Après des études entre La Réunion et Montpellier, Virginie débute chez Manpower. À seulement 28 ans, elle se voit confier une mission de taille, implanter le géant américain sur son île. Dix ans plus tard, en 2010, poussée par un désir d’entreprendre, elle crée Alter Ego, une société spécialisée dans l’intérim et le recrutement : « Je me suis sentie légitime pour créer mon entreprise. J’avais un désir entrepreneurial fort, j’étais enceinte de mon troisième enfant, et j’avais une énergie incroyable. »

L’entreprise, qui compte aujourd’hui cinquante salariés répartis sur cinq agences, élargit progressivement son offre en développant la formation et en misant sur l’insertion professionnelle. En quelques années, Alter Ego s’impose comme un acteur incontournable à La Réunion. « La première année, j’ai fait 1,8 million de chiffre d’affaires. Quinze ans après, 30 millions. »
Mais la réussite de Virginie Boireau ne se mesure pas qu’en chiffres. Elle repose sur une philosophie humaniste et un management collaboratif. « J’ai créé mon entreprise de façon très innovante, sur un management très collaboratif, avec le plaisir au travail au centre du concept. Chez nous, il n’y avait ni reporting, ni obligation de compte rendu. Cela suppose de faire confiance, d’accepter de ne pas savoir précisément comment chacun occupe sa journée. Le contrôle n’a jamais fait partie de notre culture. Pour ceux qui venaient d’un fonctionnement très hiérarchisé, c’était déroutant. »

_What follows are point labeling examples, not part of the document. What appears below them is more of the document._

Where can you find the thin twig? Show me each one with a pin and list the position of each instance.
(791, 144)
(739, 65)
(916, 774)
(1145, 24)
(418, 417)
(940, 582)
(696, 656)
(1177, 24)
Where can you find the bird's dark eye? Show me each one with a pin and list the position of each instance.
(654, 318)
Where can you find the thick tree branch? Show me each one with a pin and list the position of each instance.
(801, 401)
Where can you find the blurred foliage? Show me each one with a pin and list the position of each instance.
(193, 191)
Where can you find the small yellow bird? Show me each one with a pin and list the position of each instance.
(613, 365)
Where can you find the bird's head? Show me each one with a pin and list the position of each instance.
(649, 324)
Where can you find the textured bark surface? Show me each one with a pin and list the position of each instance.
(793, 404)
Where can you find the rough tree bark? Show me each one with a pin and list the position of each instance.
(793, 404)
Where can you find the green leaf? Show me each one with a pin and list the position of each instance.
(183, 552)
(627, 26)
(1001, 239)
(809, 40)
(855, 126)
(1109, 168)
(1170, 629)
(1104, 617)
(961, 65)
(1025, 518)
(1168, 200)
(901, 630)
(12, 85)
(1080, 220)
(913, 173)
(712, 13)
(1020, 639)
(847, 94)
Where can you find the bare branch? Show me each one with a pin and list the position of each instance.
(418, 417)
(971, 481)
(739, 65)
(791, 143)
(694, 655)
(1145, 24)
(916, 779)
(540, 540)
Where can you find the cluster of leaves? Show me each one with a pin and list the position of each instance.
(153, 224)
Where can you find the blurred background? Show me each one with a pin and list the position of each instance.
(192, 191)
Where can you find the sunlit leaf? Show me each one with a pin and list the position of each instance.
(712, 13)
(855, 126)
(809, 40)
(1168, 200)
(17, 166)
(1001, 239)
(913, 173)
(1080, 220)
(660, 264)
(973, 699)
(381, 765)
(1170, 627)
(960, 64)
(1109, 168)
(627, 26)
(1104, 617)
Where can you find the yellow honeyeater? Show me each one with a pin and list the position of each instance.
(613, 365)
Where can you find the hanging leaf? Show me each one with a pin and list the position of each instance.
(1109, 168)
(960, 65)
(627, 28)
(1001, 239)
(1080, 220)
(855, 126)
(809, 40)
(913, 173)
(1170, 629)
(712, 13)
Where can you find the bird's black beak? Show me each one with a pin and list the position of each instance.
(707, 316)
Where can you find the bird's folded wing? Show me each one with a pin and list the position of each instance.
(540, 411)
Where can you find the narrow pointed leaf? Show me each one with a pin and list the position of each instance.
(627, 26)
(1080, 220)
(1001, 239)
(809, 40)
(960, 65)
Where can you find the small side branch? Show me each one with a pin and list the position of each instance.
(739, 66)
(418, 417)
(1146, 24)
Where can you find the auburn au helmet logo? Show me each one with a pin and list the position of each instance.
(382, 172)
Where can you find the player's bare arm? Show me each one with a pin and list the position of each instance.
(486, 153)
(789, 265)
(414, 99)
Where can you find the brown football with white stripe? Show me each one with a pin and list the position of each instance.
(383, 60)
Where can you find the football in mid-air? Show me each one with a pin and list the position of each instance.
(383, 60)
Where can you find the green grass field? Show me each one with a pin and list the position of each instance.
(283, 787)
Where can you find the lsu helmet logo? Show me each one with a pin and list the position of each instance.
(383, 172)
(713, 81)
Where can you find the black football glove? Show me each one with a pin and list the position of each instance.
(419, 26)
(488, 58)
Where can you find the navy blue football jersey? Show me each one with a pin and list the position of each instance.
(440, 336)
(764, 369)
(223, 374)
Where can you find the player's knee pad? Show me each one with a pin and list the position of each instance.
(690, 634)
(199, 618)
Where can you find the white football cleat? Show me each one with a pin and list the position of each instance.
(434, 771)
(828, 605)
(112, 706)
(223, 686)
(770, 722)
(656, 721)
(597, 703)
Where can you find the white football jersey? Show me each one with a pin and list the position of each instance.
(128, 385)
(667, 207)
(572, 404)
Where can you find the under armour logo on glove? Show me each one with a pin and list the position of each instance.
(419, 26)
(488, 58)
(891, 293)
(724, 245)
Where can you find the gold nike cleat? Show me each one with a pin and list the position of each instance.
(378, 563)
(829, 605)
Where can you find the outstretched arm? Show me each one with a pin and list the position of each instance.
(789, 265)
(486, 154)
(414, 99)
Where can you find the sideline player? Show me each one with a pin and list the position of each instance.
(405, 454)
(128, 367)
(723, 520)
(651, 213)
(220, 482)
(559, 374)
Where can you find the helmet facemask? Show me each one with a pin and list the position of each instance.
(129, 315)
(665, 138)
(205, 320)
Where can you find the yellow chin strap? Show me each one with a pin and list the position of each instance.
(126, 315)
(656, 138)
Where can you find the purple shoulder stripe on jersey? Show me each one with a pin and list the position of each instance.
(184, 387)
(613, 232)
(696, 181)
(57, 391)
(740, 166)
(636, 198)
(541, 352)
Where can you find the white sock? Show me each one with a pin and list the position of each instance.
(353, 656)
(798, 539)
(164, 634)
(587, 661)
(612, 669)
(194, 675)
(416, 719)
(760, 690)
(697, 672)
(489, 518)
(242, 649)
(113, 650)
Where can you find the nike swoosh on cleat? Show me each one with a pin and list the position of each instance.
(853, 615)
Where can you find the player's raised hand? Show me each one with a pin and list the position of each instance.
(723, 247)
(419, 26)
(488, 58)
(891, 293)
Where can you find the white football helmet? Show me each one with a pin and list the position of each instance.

Elle revendique un business model décalé : « Ce que je considère comme une réussite, vient du fait que je n’ai jamais cherché à faire du profit. J’ai toujours mis énormément d’énergie, et le profit n’a été que la conséquence de cette énergie. En fait, j’ai un peu oublié tout ce qu’on m’avait appris. Je ne faisais pas de budget, pas de prévisionnel. Nos objectifs étaient collectifs, et c’était simplement : faire le maximum. On avançait dans le plaisir, la bonne humeur, la joie, le respect, et avec les valeurs profondes qu’on avait posées dès le départ. C’était un peu innovant, parce qu’on me disait souvent que peu d’entreprises fonctionnaient sans budget. En général, les banques en demandent. Mais j’ai été très vite autonome en trésorerie. »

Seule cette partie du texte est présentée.